Field notes: Observation of the week: Benj Sinclair noted Friday that there are still lots of active, mature salamanders at Ski Lake.

Margaret Harris watched Thursday as 40-plus elk moved across Highway 390 in an undulating line. On Saturday, Bernie McHugh observed a dark morph rough-legged hawk as it soared over Mary’s Bay in Yellowstone National Park. On Sunday, Susan Marsh watched about 30 mountain bluebirds and the usual migrants and winter birds at Oxbow Bend.

Deb Patla reports a migration of various species: red-tailed hawks, yellow-rumped warblers, ruby-crowned kinglets, robins and juncos (including Oregon juncos) moving through Buffalo Valley.
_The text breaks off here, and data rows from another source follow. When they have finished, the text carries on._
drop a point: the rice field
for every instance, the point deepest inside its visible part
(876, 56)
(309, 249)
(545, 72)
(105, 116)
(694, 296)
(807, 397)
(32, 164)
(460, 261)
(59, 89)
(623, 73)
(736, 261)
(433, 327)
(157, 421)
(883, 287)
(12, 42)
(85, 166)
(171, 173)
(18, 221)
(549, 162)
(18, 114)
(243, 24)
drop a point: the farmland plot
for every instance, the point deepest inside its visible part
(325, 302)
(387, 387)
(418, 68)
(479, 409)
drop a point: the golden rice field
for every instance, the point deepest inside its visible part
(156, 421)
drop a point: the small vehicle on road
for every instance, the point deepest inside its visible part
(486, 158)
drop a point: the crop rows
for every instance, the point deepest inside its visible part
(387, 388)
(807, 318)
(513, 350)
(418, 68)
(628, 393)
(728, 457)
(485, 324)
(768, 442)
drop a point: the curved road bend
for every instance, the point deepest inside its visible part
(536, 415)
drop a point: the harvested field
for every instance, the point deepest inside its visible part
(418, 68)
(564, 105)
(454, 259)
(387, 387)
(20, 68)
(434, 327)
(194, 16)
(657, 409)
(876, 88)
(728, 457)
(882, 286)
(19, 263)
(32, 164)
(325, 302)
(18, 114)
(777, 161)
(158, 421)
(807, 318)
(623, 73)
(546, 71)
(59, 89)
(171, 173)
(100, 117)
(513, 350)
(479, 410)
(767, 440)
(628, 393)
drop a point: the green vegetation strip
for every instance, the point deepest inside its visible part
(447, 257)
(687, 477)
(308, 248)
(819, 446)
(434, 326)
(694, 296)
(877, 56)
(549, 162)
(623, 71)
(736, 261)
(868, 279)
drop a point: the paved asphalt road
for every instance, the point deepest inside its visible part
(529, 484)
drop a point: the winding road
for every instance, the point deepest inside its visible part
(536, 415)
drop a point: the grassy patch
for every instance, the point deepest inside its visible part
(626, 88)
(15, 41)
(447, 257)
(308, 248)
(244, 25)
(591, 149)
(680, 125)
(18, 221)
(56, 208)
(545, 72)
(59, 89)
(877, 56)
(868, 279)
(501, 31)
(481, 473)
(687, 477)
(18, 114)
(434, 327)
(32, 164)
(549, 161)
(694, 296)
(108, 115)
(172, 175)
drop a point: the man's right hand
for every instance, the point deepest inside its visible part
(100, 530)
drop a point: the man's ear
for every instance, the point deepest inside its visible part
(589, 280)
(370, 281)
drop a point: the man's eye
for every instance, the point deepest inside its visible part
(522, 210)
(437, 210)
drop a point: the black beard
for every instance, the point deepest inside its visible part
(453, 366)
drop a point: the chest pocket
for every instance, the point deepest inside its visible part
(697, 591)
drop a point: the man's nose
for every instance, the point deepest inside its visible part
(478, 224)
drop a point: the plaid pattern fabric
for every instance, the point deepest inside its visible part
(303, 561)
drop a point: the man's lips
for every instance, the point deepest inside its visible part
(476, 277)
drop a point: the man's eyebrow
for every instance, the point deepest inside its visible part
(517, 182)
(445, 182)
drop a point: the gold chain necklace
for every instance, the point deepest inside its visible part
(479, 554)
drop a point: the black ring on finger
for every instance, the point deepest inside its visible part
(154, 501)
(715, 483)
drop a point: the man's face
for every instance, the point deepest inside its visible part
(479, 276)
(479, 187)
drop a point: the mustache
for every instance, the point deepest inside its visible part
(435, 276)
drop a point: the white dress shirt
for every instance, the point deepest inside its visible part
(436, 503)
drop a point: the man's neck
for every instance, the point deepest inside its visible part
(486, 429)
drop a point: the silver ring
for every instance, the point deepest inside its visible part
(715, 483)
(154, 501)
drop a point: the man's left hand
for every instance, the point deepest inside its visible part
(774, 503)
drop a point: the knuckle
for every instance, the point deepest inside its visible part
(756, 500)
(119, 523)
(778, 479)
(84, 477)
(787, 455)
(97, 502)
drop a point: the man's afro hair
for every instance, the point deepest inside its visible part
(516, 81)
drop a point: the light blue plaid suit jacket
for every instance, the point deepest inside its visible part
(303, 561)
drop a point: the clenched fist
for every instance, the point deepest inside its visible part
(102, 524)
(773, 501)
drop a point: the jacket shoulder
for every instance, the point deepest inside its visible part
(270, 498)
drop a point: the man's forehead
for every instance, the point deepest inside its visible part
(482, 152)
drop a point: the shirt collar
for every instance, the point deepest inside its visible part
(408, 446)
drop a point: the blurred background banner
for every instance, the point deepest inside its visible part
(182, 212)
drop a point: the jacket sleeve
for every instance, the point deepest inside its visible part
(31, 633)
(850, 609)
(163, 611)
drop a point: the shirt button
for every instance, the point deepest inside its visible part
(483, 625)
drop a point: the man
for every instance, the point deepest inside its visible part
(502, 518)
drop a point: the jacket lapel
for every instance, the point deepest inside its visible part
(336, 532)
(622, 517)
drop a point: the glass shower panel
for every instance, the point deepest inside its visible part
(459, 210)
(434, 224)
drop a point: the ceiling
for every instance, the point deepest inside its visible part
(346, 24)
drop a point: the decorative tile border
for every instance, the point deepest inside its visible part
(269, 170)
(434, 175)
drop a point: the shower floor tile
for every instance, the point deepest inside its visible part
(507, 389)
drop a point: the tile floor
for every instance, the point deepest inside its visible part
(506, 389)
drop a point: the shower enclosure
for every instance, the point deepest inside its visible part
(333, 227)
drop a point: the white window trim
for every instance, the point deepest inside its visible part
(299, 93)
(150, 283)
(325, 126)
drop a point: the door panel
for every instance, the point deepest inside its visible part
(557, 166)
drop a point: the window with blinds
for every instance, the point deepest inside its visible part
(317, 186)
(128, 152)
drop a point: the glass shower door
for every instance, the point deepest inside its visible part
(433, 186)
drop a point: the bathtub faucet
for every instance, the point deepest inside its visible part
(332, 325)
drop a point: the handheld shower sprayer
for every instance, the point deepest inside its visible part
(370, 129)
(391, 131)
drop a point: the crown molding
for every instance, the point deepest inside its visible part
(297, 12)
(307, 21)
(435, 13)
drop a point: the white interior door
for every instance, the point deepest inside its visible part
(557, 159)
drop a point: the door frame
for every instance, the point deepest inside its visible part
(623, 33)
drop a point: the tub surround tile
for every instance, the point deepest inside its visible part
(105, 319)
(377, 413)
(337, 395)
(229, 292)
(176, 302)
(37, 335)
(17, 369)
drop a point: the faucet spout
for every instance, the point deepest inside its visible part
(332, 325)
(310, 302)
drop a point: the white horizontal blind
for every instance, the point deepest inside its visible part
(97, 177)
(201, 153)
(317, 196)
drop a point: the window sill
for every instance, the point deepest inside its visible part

Tim Griffith reports that there are still two hummingbirds fighting over his feeders; he is not sure of the species. Tim also has six Clark’s nutcrackers and a Stellar’s jay at his peanut feeders. It was the first time since moving in 2015 to East Jackson that he has seen a Stellar Jay in town. “Could it be that there is a very poor crop at higher elevations this year?” he asks. He also spotted his first rough-legged hawk of the season, seen Sunday morning at Uhl Hill.

At Skyline Ranch there was activity as well: a great horned owl was noted, and Deb Patla caught a glimpse of a white-crowned sparrow.